Posts from Santiago de Compostela, 19.6.08

A few missed days, did not feel like writing, Today during the trip from Sarria to Portomarin, H had a lot of pain in his hips. We had to walk about 3 km to a bar in Serria county and take a cab to Portomarin. Portomarin is approximately 99 km to Santiago, or so I heard from someone today. I did not check the distance on the map to verify. A big lesson here, during this trip, is to be in the now, walk, enjoy the walk, enjoy the perseverence, yet at the same time, to listen to my body. You learn to think only a few km´s ahead, and not plan too much for tomorrow or day after tomorrow, etc. The state of your mind and also the state of your legs determine where you will end up. Such a lesson to learn for "real" life after the Camino.

The road today went up and down, we passed a forest and some villages that smelled of cow shit. There were lots of loose dogs, I was quite scared. I was also a bit upset that H could not walk today, I was not sure what to do, should I walk the distance- I felt up to it or should I take the cab with him? I asked my advisor and he said "go with him". So I did. We arrived to a private refugio, O´Mirador. It is packed wiht people, lots of Germans. I see the same Germans, a girl from Cologne, 2 women from another hostel where we stayed, an older german couple in their 60´s who walked from the French border.

I was also a bit upset, I "needed" this exercise, so I went for a short walk around the refugio. We´re next to a lake, so I crossed a small bridge we are going to cross tomorrow.

I convinced H to ship some of our things poste restante to Santiago - we sent 6.1 kg, mostly his stuff. Hew also bought 2 walking sticks, I hope they help with his hip. I walked in my new shoes, cute sandals made by Teva. I bought them yesterday in Serria and paid 80 Euro. I loved them. They are green and look like animal paws. So comfy! I was looking forward to walking in them, but htis has to wait until tomorrow.

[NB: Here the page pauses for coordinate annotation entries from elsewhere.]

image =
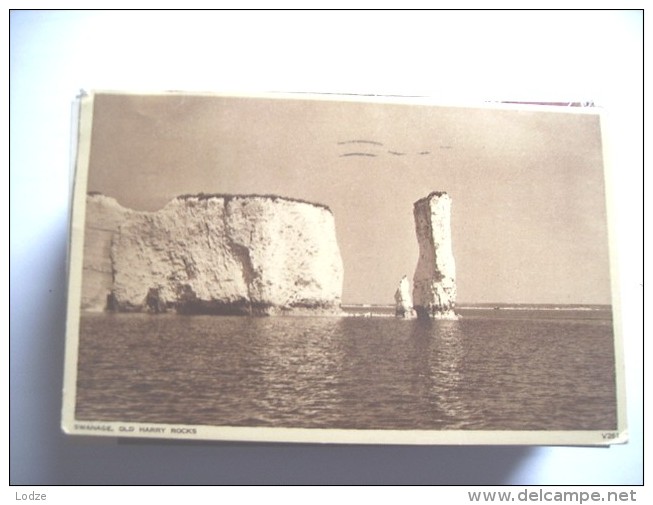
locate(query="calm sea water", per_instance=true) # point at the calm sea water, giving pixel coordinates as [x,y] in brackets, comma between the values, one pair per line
[493,370]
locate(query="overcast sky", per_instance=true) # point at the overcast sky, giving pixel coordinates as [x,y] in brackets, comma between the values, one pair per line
[529,220]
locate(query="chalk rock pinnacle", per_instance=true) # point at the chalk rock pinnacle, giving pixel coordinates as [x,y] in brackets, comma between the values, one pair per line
[228,254]
[404,300]
[434,282]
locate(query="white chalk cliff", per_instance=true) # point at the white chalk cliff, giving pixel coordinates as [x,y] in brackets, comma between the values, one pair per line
[434,282]
[103,217]
[227,254]
[404,300]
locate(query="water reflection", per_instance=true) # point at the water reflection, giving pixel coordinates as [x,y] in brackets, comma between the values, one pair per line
[300,370]
[441,347]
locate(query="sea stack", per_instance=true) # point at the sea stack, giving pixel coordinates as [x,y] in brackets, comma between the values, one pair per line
[404,300]
[225,255]
[434,282]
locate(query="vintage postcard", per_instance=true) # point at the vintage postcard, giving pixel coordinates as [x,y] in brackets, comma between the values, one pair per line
[341,269]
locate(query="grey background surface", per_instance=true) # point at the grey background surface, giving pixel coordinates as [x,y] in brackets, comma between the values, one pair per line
[455,56]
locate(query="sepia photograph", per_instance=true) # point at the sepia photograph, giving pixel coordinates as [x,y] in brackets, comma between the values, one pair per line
[345,269]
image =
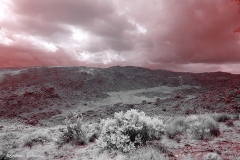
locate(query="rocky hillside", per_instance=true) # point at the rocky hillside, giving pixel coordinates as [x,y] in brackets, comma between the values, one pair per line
[41,92]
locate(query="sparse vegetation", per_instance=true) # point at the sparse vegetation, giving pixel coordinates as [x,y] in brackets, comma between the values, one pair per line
[79,133]
[212,156]
[201,126]
[221,117]
[35,138]
[146,153]
[177,126]
[5,153]
[126,131]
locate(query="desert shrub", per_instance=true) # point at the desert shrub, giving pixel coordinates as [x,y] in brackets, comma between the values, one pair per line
[35,138]
[221,117]
[177,126]
[5,153]
[78,133]
[128,130]
[146,153]
[200,126]
[212,156]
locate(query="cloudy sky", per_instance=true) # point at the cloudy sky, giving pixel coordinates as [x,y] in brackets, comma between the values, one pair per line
[176,35]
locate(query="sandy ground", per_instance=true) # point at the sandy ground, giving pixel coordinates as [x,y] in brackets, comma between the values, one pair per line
[14,133]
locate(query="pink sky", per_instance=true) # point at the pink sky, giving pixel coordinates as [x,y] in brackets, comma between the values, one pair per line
[182,35]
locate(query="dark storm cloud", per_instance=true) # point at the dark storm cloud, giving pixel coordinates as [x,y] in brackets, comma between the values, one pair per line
[191,35]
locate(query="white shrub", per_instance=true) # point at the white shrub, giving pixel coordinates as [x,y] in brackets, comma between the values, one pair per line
[212,156]
[127,130]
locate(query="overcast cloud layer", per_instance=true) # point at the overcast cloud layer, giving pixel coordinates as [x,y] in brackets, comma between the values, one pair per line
[184,35]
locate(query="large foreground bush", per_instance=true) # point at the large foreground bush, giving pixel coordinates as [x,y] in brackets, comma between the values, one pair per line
[128,130]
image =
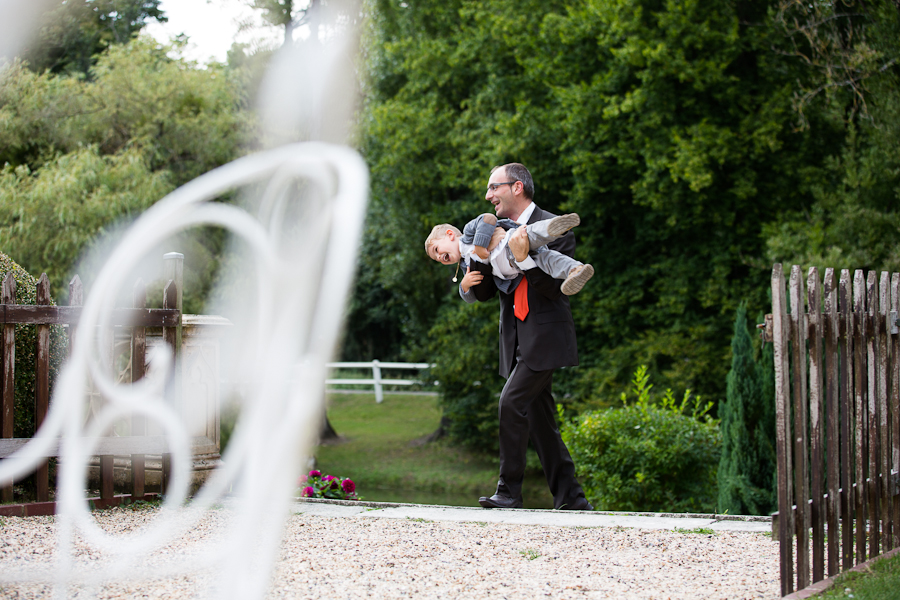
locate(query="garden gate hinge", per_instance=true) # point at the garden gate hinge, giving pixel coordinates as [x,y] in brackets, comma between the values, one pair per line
[766,329]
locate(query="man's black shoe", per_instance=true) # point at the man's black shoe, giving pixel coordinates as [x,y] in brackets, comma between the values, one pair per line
[578,504]
[498,501]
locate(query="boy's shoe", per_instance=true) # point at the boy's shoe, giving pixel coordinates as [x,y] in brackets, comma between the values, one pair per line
[561,224]
[576,279]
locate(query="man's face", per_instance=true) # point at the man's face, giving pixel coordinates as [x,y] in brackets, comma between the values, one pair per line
[446,249]
[502,197]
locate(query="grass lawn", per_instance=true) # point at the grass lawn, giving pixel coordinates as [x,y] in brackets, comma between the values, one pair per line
[377,453]
[881,582]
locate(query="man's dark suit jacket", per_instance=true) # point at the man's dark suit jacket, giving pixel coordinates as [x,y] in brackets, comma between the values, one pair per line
[546,338]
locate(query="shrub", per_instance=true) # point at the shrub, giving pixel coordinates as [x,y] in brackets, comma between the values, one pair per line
[645,456]
[316,485]
[26,336]
[748,465]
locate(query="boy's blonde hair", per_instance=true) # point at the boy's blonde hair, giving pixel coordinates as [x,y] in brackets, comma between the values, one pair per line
[439,232]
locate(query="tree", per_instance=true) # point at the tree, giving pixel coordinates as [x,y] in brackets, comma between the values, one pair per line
[286,14]
[848,70]
[747,467]
[83,156]
[74,32]
[667,127]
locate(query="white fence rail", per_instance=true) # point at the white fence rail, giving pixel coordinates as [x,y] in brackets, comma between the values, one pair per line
[377,380]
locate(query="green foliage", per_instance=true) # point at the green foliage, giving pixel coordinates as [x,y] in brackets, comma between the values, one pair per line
[747,468]
[84,157]
[469,384]
[667,126]
[74,32]
[850,79]
[646,456]
[26,347]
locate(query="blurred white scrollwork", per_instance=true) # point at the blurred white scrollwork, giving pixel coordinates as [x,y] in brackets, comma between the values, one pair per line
[298,229]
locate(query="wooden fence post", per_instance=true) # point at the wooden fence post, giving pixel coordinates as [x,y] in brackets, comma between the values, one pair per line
[170,337]
[817,449]
[872,417]
[138,361]
[8,413]
[801,447]
[883,460]
[895,397]
[780,336]
[76,298]
[42,385]
[832,332]
[859,398]
[846,402]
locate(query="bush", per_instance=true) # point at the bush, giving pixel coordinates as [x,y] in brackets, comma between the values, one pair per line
[646,456]
[26,336]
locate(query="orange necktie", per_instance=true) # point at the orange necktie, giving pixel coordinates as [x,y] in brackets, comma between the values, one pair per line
[520,300]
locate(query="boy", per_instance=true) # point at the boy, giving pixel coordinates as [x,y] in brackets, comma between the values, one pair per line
[447,245]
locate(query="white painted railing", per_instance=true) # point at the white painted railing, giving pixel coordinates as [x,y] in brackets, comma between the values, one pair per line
[377,379]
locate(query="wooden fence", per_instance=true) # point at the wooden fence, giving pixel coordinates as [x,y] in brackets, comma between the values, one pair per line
[837,384]
[43,316]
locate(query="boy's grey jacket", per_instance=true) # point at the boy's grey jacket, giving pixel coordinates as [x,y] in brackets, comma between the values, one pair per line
[479,233]
[546,338]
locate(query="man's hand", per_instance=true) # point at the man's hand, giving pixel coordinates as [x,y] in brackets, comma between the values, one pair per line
[499,234]
[472,278]
[518,243]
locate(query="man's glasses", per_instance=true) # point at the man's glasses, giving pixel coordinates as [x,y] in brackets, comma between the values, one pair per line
[495,186]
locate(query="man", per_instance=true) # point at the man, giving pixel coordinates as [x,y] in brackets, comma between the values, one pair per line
[537,335]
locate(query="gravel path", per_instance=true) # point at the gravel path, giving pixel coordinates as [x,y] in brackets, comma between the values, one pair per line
[400,558]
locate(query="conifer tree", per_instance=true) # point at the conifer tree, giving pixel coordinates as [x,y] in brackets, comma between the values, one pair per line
[747,465]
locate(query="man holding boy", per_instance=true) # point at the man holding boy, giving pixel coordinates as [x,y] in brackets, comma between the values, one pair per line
[537,335]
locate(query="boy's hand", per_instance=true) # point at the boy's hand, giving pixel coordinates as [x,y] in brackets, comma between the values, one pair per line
[499,234]
[472,278]
[519,244]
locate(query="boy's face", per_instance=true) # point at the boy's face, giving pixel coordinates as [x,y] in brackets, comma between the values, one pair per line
[446,249]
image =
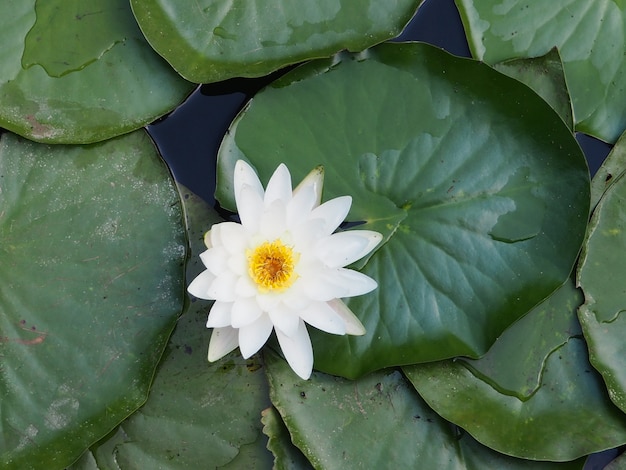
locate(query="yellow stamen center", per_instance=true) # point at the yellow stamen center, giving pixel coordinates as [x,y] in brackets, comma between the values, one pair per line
[271,266]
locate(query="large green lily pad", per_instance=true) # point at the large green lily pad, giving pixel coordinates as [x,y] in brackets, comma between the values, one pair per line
[478,187]
[534,395]
[198,413]
[93,248]
[213,40]
[388,424]
[602,274]
[591,40]
[78,71]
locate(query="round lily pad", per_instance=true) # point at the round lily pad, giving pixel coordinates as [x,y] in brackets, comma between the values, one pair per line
[534,395]
[478,187]
[93,249]
[591,41]
[212,40]
[601,275]
[80,71]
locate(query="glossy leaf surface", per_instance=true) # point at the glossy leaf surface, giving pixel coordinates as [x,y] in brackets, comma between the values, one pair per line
[91,281]
[198,414]
[546,77]
[389,425]
[213,40]
[591,40]
[79,71]
[479,189]
[534,395]
[601,274]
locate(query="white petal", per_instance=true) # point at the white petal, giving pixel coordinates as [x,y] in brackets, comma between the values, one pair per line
[223,287]
[268,302]
[245,287]
[354,282]
[219,315]
[215,259]
[343,248]
[223,341]
[245,175]
[199,287]
[352,323]
[250,208]
[284,319]
[333,212]
[245,312]
[253,337]
[298,350]
[273,221]
[238,263]
[300,206]
[207,237]
[315,181]
[279,186]
[323,317]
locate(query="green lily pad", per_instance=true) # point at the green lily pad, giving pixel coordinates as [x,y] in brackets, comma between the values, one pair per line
[478,187]
[197,412]
[611,169]
[591,41]
[286,455]
[211,40]
[546,77]
[601,274]
[388,424]
[79,71]
[534,395]
[93,249]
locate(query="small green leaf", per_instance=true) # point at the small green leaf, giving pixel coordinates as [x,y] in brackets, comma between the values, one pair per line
[209,40]
[378,421]
[534,395]
[478,187]
[591,40]
[80,71]
[286,455]
[93,250]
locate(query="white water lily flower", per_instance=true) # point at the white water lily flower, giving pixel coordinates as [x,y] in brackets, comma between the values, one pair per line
[281,267]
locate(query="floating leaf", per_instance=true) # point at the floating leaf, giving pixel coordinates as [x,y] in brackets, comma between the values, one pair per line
[478,187]
[388,424]
[197,413]
[591,41]
[93,248]
[534,395]
[77,71]
[546,77]
[286,455]
[611,169]
[209,40]
[601,275]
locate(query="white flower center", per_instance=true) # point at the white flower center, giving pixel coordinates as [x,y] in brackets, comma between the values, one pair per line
[271,266]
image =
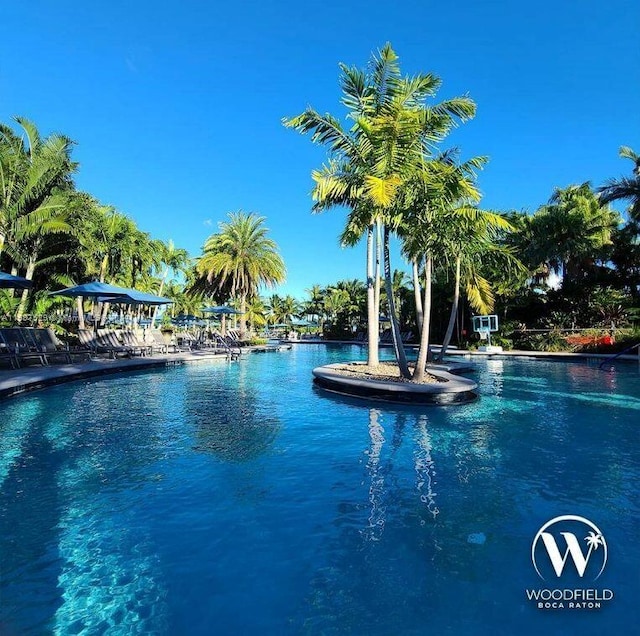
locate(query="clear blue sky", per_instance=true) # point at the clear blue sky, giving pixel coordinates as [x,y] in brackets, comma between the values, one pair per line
[176,106]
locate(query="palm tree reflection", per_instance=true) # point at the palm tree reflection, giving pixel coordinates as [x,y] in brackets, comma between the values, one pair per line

Posts from Santiago de Compostela, 14.6.08

Today the real tour started. We could not get out of Ponferrada by walking out of the city, but by chance were guided to a bus stop with a bus that took us to the next village, so we "saved" 4.8 km. Then the walk began. It was hard. The path went up and the sun was up there and it was hot and hard. As I walked, I got a message from the owl that said that a surprize is waiting for me in Santiago. Let´s see (note 29.6.08, not sure what the surprize was, maybe that I will not like Santiago which actually did surprize me how much I hated being here. It was unbearable). My bag is so heavy, it is about 10 kg (note 29.6.08 - we shipped 6 kg to Santiago poste restante, so it got a bit easier). Somewhere during the last 3 im, it became easier for me to walk.The path still went up, but it was no longer as hard.

Thursday, June 26, 2008

i realized i have not posted for a while

I realized I have not posted for a while.
I am now in Santiago, after walking almost 200 km, tomorrow is the last day that we have to walk 5 km. It was a horrendous trip. I am so miserable. I cannot wait to go home.
It was real suffering, both physical and emotional. Get me the fuck outa here! But tomorrow is the last day of walking and then it is the end of it on Sunday when I am flying home, Thank God!